America’s largest brewer and one of the country’s largest trucking companies are the latest customers to get in line for a new all-electric tractor.
Anheuser-Busch last week placed an order for 40 of the Telsa Semi trucks that were introduced less than a month ago. The 40 semi-trucks, one of Tesla’s largest reported pre-orders, will be fully electric-powered and equipped with autonomous driving capabilities.
PepsiCo confirmed today that it has reserved 100 of Tesla’s new electric trucks, the largest-known single order for the electric big rig to-date.
On Monday, Schneider announced it has committed to purchase Tesla Semi trucks, but did not say how many or which version. A spokesperson for the company said that while Schneider is not divulging a specific number at this time, they did call it “a meaningful amount.”
A 300-mile variant of the Tesla Semi costs $150,000; the 500-mile model, $180,000; and a Founders Series will run $200,000, according to Tesla’s website and each requires a $20,000 deposit.
“This new technology resets the bar for sustainability and safety,” said Mark Rourke, executive vice president and COO at Wisconsin-based Schneider, in a statement. “We are excited about the potential the electric Semi truck offers for delivering a smaller carbon footprint, dramatically lowering lifecycle operating costs and enhancing the driver experience. The technology will provide a natural extension to our next generation Quest platform.”
Anheuser-Busch says integrating the Tesla semi-trucks into the brewer’s distribution network will help achieve its commitment to reduce its operational carbon footprint by 30 percent by 2025 – the equivalent of removing nearly 500,000 cars from the road globally each year.
In addition to its partnership with Tesla, Anheuser-Busch is also working with Nikola Motor Company to develop and implement hydrogen-powered engines within its network, and with Otto and Uber Freight to test autonomous driving technology.
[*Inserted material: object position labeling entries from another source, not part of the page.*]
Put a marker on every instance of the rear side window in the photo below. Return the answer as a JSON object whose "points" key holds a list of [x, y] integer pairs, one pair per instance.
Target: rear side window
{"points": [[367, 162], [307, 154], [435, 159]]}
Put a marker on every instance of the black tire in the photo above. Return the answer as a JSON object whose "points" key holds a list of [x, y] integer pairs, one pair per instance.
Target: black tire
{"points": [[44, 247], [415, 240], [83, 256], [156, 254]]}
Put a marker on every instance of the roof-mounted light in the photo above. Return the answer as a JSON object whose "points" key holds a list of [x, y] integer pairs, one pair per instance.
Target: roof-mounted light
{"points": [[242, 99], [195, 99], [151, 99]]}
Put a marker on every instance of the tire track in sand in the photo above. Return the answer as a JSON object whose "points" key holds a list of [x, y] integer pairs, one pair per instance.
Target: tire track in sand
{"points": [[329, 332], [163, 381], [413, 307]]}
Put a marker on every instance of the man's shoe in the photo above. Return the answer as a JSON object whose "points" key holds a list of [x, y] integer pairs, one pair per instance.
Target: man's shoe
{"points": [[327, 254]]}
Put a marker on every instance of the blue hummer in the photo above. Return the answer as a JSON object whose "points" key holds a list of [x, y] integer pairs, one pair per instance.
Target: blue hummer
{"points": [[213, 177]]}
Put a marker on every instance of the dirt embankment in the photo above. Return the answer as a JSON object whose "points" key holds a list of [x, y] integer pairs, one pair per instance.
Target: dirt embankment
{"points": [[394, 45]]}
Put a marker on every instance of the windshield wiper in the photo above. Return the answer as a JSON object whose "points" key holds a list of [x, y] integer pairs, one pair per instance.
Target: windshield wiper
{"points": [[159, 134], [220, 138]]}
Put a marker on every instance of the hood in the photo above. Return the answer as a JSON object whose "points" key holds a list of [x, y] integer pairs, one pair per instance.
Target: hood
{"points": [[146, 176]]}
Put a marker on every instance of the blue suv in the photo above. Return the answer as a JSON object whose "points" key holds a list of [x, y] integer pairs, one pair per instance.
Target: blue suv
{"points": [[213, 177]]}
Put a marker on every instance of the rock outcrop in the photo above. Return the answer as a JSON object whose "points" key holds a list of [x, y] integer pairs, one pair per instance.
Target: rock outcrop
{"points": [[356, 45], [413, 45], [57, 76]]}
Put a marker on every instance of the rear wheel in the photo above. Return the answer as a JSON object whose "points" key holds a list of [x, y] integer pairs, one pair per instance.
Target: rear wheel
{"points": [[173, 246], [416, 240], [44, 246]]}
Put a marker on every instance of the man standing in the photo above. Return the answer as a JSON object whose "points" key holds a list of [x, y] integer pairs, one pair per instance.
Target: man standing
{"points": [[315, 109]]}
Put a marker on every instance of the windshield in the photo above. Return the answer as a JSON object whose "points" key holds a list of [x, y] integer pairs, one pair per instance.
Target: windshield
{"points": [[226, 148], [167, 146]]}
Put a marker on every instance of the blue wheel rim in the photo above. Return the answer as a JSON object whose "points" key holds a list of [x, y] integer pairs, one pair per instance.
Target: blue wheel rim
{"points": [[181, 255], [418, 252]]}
The world’s largest brewer has also partnered with Convoy to access on-demand trucking capacity.
In 2016, an Otto truck carrying 51,744 cans of Budweiser completed an autonomous truckload shipment from Anheuser-Busch’s Ft. Collins, Colorado brewery to a distributorship in Colorado Springs, a distance of 132 miles – the first ever commercial beer delivery using autonomous driving technology.